The ongoing procedure for the nomination of a new Director for the EU Fundamental Rights Agency definitely looks very fishy.
The procedural rules for this nomination are in themselves rather questionable, giving the Commission the possibility to narrow down the choice to a proposal consisting of three candidates without setting out clear criteria for this decisive step of pre-selection. But at least it is clearly said that this pre-selection must be transparent. Here is the wording of the relevant provision, Article 15 (2) of Regulation (EC) 168/2007 establishing a European Union Agency for Fundamental Rights:
“1. The Agency shall be headed by a Director appointed by the Management Board in accordance with a cooperation (concertation) procedure provided for in paragraph 2. The Director shall be appointed on the basis of his or her personal merit, experience in the field of fundamental rights and administrative and management skills.
2. This cooperation procedure shall be as follows:
(a) on the basis of a list drawn up by the Commission after a call for candidates and a transparent selection procedure, applicants will be asked before an appointment is made to address the Council and the competent European Parliament Committee and to reply to questions;
(b) the European Parliament and the Council of the European Union will then give their opinions and state their orders of preference;
(c) the Management Board will appoint the Director taking these opinions into account.”
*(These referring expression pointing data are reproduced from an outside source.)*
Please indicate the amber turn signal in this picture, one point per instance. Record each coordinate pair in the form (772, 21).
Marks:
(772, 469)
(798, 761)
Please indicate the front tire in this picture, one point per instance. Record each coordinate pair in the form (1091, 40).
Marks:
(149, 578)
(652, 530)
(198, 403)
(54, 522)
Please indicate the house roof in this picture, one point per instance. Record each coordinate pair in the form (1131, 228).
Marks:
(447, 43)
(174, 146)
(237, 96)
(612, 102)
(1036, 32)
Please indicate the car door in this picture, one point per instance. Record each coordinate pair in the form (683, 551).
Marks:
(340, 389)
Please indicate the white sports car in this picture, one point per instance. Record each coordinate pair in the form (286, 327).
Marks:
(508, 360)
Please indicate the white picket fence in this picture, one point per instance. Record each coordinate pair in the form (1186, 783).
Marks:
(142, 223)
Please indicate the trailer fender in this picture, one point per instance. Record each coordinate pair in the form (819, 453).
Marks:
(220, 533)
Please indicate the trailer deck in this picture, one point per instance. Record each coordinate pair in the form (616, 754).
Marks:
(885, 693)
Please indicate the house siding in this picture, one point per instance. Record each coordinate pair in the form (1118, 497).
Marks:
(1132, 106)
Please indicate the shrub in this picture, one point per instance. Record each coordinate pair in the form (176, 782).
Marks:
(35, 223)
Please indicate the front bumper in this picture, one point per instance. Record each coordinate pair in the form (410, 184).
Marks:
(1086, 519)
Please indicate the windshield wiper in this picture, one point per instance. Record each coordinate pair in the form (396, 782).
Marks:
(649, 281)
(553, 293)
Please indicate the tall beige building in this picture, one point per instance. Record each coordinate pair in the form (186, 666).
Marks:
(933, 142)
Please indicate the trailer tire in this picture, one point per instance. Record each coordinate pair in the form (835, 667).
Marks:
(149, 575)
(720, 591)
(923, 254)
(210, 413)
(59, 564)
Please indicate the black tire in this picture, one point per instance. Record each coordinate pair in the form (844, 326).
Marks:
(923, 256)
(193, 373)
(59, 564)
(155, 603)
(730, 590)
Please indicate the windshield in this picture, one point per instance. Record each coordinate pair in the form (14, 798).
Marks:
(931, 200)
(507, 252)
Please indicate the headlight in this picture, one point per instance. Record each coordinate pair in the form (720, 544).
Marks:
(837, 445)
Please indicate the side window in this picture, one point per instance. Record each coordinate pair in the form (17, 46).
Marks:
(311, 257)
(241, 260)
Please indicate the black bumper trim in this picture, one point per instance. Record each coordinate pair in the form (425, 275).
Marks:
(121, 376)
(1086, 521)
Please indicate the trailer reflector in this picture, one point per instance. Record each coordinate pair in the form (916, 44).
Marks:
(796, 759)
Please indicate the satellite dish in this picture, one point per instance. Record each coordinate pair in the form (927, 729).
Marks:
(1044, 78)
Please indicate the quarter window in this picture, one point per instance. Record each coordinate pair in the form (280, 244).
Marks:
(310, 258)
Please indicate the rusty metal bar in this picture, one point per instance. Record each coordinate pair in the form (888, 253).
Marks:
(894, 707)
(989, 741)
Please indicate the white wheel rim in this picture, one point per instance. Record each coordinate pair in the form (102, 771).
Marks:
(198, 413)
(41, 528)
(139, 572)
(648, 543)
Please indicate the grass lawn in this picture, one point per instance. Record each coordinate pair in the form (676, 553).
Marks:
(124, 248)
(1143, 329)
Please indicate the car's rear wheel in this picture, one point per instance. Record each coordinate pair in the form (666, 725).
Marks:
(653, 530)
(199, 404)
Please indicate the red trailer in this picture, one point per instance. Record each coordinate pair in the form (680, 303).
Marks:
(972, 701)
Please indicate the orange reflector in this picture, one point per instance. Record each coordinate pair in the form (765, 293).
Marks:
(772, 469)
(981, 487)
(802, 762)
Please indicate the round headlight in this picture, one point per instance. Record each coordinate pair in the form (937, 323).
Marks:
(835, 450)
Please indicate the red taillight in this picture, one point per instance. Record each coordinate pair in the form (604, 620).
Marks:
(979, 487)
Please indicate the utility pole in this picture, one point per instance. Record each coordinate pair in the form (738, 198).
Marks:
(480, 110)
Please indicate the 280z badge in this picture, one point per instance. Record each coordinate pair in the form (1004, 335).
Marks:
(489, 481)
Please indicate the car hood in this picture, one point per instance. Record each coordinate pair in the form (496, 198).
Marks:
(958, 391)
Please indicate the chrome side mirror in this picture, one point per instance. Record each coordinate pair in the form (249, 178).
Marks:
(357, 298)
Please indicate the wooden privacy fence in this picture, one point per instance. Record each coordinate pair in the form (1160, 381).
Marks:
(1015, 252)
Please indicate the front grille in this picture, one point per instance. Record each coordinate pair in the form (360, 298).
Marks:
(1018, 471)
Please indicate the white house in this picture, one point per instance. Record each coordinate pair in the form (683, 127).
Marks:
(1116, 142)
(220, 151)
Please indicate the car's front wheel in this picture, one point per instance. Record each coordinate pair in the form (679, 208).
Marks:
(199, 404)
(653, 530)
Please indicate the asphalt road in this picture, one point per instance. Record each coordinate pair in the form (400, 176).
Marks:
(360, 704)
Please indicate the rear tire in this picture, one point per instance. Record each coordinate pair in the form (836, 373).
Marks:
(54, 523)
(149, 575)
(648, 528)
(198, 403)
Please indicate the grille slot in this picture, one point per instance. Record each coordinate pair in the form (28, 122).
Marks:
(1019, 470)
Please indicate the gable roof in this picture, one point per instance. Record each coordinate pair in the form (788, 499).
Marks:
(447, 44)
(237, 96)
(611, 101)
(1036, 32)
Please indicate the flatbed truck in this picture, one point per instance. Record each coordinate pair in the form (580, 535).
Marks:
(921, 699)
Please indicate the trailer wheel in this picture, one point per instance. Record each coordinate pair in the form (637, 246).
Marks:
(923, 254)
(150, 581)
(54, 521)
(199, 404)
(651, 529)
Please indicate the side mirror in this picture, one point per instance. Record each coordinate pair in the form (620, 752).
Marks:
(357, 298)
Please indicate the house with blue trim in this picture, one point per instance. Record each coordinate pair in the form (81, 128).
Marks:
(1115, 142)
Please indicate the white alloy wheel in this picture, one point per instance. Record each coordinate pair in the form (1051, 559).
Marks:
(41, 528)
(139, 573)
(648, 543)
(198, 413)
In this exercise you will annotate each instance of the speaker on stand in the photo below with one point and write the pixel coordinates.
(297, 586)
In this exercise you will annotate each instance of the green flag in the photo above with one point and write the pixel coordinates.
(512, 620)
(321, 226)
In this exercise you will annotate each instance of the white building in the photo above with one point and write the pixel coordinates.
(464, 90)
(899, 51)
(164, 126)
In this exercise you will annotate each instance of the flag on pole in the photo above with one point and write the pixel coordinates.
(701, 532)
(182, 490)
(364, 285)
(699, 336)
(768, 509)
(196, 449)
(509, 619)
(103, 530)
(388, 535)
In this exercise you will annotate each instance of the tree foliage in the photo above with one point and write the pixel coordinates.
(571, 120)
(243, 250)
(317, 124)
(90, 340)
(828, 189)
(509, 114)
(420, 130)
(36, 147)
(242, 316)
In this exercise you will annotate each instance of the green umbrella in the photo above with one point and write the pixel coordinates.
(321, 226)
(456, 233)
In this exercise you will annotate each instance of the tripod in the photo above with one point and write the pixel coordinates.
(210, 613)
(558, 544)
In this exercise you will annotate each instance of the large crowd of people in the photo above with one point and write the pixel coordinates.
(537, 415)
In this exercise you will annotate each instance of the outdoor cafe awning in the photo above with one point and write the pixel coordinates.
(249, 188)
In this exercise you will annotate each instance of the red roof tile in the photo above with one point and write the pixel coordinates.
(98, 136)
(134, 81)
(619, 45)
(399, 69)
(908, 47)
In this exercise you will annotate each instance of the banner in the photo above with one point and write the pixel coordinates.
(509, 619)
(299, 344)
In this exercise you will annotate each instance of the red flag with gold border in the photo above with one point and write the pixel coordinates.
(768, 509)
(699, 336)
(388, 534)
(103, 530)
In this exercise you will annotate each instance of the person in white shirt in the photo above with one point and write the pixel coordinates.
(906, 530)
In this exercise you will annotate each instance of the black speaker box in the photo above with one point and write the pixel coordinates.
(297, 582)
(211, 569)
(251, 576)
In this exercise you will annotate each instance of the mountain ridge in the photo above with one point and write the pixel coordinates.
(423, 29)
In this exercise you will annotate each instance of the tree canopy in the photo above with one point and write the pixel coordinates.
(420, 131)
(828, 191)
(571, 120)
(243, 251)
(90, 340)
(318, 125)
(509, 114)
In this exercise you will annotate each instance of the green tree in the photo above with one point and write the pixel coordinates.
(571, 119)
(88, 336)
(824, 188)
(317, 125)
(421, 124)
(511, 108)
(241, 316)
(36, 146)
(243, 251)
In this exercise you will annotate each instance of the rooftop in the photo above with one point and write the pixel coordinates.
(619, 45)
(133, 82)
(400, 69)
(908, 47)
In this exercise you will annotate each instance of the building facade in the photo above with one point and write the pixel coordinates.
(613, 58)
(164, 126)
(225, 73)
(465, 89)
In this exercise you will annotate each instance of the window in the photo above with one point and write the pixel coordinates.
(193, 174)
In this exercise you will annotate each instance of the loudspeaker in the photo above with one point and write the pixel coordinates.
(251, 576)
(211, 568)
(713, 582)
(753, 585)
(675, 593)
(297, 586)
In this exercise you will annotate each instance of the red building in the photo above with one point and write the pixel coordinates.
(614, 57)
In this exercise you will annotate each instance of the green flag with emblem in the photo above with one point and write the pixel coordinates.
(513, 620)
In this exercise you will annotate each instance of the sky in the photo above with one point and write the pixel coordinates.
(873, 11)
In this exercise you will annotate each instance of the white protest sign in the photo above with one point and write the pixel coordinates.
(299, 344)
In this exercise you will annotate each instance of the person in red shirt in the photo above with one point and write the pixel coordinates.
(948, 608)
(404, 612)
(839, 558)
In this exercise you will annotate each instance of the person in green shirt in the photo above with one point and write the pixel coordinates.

With the best of wills, however, there is not the faintest trace of transparency in the procedure that has led the Commission to draw up her proposal which – surprise, surprise! – consists of two candidates with track records of extremely unusual interpretations of “human rights” that are reflective of their controversial political stances and one candidate with the profile of an apparatchik who has been co-responsible for the FRA’s less than satisfying performance in the years since its creation. Neither has the Commission published a list of all the candidatures that were received, nor did it inform the public of the criteria that were used to identify the most suitable candidates, nor did it explain how each of the candidates matched each of the criteria. In other words, this procedure rather resembles a black hole, or a wizard’s hat from which the Commission may draw out any white rabbit it likes…
It appears that the selection was made at a very high level of the Commission’s hierarchy, probably by Vice President Timmermans (who happens to hold rather peculiar views on “fundamental rights”).
We all know that “success” in politics often depends not of the quality of one’s arguments, but of one’s ability in putting the “right” people into the “right”places. However, when the law so clearly calls for transparency in appointing key posts, such a requirement cannot simply be ignored without this failure to comply with the law leading to severe consequences. The apparent lack of transparency in the pre-selection means that the Commission’s list of candidates is now tainted with the suspicion of illegality. The Commission should withdraw it.